Microsoft Interview Question
Software Engineer in Tests@all what abhi said is right but if one array is big & have enough space to store 2nd array elements then it can be done in O(nlogn) for unsorted & O(n) for sorted array
& space required O(1)..isn't it...else i don't think any problem in this question if u wish i can post the exact working code this..
Hi
Do you think that if we merge as usual (like after merge sort) but on encountering same numbers, increment both pointers (running on the two arrays by 1) ?
That is
// Untested code
Let i run on Sorted Arr 1 and j run on sorted array 2.
i = 0;
j = 0;
Usual Merge routine (with a twist) {
while(i < arr1.length && j < arr2.length) {
if(arr1[i].compareTo(arr2[j]) < 0)
copy arr1[i] to arr3[k]
i++;
else if(arr[i].compareTo(arr2[j]) > 0)
copy arr2[j] to arr3[k]
j++;
else // when they are equal
// copy either one
copy arr1[i] to arr3[k]
i++;
j++;
}
k++;
} // end of merge
Think this might work ? Let me know if there are bugs.
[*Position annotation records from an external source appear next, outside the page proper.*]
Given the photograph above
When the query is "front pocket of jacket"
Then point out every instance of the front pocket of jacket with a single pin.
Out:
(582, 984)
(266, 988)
I m testing it anyway.
Good luck !
int MergeArrays()
{
//Assume inputs, C is destination but might not get filled till x+y and hence we return how much it is filled
A[x] B[y] C[x+y]
i=j=k=0;
while(i < x && j < y)
{
i = skipDupesWithinArray(A, i, x);
j = skipDupesWithinArray(B, j, y);
if(i == x)
{
return AssignRestArray(B, j, y, C, k);
}
if(j == y)
{
return AssignRestArray(A, i, x, C, k);
}
if(A[i] == B[j])
{
j++;
}
else if(A[i] < B[j])
{
C[k++] = A[i++];
}
else
{
C[k++] = B[j++];
}
}
return k;
}
int skipDupesWithinArray(Array H, int currPos, int maxNum)
{
while(currPos + 1 < maxNum)
{
if(H[currPos] == H[currPos] + 1)
currPos++;
}
return currPos;
}
int AssignRestArray(Array H, int currPos, int maxNum, Array X, int xPos)
{
while(currPos < maxNum)
{
X[xPos++] = H[currPos++];
currPos = skipDupesWithinArray(H, currPos, maxNum);
}
return xPos;
}
Assuming both arrays are sorted.
a[] is of size M & b[] is of size N.
c is the third array which contains the sorted data avoiding duplicates.
i=0;j=0; top=-1;
while(i<M && j<N)
{
if(a[i]<b[j])
c[++top]=a[i++];
else if(a[i]>b[j])
c[++top]=b[j++];
else
{
c[++top]=a[i++];
j++;
}
}
while(i<M)
c[++top]=a[i++];
while(j<N)
c[++top]=b[j++];
If the input arrays are sorted then we have no problem if not we have two option.
- Sanjay May 21, 20111. merge and short.
2. short and merge.
the second option is better as shorting 2 smaller array takes less time then the bigger one.